Friday, March 02, 2012

Interactive Whiteboard in Teaching English To Young Learners

"IWBs are seen as a valuable tool supporting interactive whole class teaching, the focus of some attention in recent years. One of the reasons this is seen as desirable is that it provides an ICT alternative to rooms with banks of computers which came to be seen as giving individuals access to technology yet reinforcing the idea that using ICT is something apart from rather than integrated into the normal work of the class (Ofsted, 2004)".

"IWBs are widely perceived to improve teaching and learning, adding value to the learner's experience in the classroom and increasing motivation (Kennewell and Morgan, 2003).

But, it is better to see an example!  At school Joan Marques Casals, in Terrassa, near Barcelona, one of the English teachers, Josep Ramon Vidal has opened the doors of his classroom to share with us the experience of teaching English as a second language, to a group of young learners (Year 1), with the support of an InteractiveWhiteboard.

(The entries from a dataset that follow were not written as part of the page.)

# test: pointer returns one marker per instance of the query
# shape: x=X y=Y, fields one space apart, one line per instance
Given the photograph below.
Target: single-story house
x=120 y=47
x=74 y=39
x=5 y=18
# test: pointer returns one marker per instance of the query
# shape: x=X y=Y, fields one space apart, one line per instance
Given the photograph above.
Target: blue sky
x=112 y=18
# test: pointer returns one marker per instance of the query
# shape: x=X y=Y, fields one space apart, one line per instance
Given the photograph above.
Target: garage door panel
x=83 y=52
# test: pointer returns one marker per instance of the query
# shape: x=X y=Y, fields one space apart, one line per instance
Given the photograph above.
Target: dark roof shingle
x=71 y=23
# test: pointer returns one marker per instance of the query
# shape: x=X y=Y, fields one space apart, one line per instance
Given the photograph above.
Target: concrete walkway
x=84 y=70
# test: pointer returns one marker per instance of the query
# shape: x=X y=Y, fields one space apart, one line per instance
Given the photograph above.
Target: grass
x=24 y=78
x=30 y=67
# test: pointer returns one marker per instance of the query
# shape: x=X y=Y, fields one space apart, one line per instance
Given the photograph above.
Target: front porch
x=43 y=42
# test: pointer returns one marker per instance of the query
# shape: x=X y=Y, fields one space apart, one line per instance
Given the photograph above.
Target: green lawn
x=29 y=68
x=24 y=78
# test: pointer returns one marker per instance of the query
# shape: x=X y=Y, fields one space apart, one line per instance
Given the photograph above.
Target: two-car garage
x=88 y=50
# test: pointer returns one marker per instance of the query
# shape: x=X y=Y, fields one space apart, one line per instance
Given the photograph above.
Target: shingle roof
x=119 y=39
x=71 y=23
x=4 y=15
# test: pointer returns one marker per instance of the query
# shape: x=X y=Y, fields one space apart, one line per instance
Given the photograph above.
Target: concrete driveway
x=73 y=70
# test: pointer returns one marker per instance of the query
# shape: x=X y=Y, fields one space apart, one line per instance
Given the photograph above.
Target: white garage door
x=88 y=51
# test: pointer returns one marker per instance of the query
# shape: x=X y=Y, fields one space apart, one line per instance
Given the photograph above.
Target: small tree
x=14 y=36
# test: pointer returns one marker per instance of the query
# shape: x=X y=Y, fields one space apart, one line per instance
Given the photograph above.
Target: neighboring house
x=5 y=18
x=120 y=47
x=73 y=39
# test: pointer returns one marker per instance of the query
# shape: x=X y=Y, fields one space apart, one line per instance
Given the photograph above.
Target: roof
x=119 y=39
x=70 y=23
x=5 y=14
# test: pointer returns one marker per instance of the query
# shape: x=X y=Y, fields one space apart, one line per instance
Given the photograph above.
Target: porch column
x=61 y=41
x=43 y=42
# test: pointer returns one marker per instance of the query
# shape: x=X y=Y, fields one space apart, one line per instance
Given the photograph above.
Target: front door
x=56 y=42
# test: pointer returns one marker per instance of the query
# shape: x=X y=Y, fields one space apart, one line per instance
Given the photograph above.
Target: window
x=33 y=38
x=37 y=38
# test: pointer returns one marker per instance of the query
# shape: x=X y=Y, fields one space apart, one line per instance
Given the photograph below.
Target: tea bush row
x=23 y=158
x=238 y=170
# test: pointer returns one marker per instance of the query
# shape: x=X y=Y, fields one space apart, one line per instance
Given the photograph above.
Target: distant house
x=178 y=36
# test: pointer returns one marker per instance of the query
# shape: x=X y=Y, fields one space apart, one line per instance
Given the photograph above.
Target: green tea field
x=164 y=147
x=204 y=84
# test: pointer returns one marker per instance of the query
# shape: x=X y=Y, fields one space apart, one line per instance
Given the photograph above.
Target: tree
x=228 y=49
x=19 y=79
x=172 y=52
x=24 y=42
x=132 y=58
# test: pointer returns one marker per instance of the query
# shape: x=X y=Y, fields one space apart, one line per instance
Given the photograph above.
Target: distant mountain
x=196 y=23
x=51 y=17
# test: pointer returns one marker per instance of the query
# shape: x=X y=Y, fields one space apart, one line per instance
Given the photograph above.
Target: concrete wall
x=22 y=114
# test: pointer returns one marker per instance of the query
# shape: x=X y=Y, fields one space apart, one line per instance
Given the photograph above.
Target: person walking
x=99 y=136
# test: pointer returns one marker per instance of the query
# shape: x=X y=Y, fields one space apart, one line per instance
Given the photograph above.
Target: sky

Interactive White Boards used in the ESL classes ...
  • add a "wow" factor to the class as learners appreciate modern technology;
  • allow for productive whole class teaching by providing a visually engaging presentation tool;
  • allow for interactivity by making use of the different ways of manipulating the applications that are running on the screen - for example, layering pictures or text, overwriting, highlighting, hiding, revealing, dragging and dropping text, pictures etc.;
  • allow the learners to manipulate the information on the screen. They can do this from their seat, taking the pen or using the fingers and working at the IWB in front of the class;
  • allow for the showcasing of learners' presentations;
  • give us an electronic flipchart with as many pages as we want;
  • allow us to prepare multiple electronic flipchart pages before the class and to select the order of presentation. We can add text or drawings to the pages according to how the learners respond and revise the lesson by reviewing the flipchart sequence page by page;
  • allow for a vast array of text type, colour, symbols, pictures, hyperlinks to sound files, video clips and internet pages to be incorporated;
  • support different learning preferences – allowing for visual, auditory and kinaesthetic input - it has been said that the IWB is where VAK meets ICT;
  • give us quality computer graphics which allow for the visualisation of concepts otherwise difficult to represent;
  • are claimed to improve levels of information retention;
  • allow us print off anything that appears on the board and give copies to the learners.
Any comments?
Any new interesting ideas to work with IWB with VYL of English?
Suggestions will be welcomed!


    1. For young learners, one of the fastest ways to teach them is by giving them illustrations of what you are teaching to them. Providing visual stimuli is one of the best avenues for expression, as it the students to have a clear image of the concept in their heads. Visual presentation can get their attention and be more interested to focus in their study.

      *Sam Jephson

    2. Completely agree, Sam! A visual stimulus is probably the most important one in Kindergarten and Primary. Of course we don't have to forget about audio and kinaesthetic input. Concept visualisation is the key in education!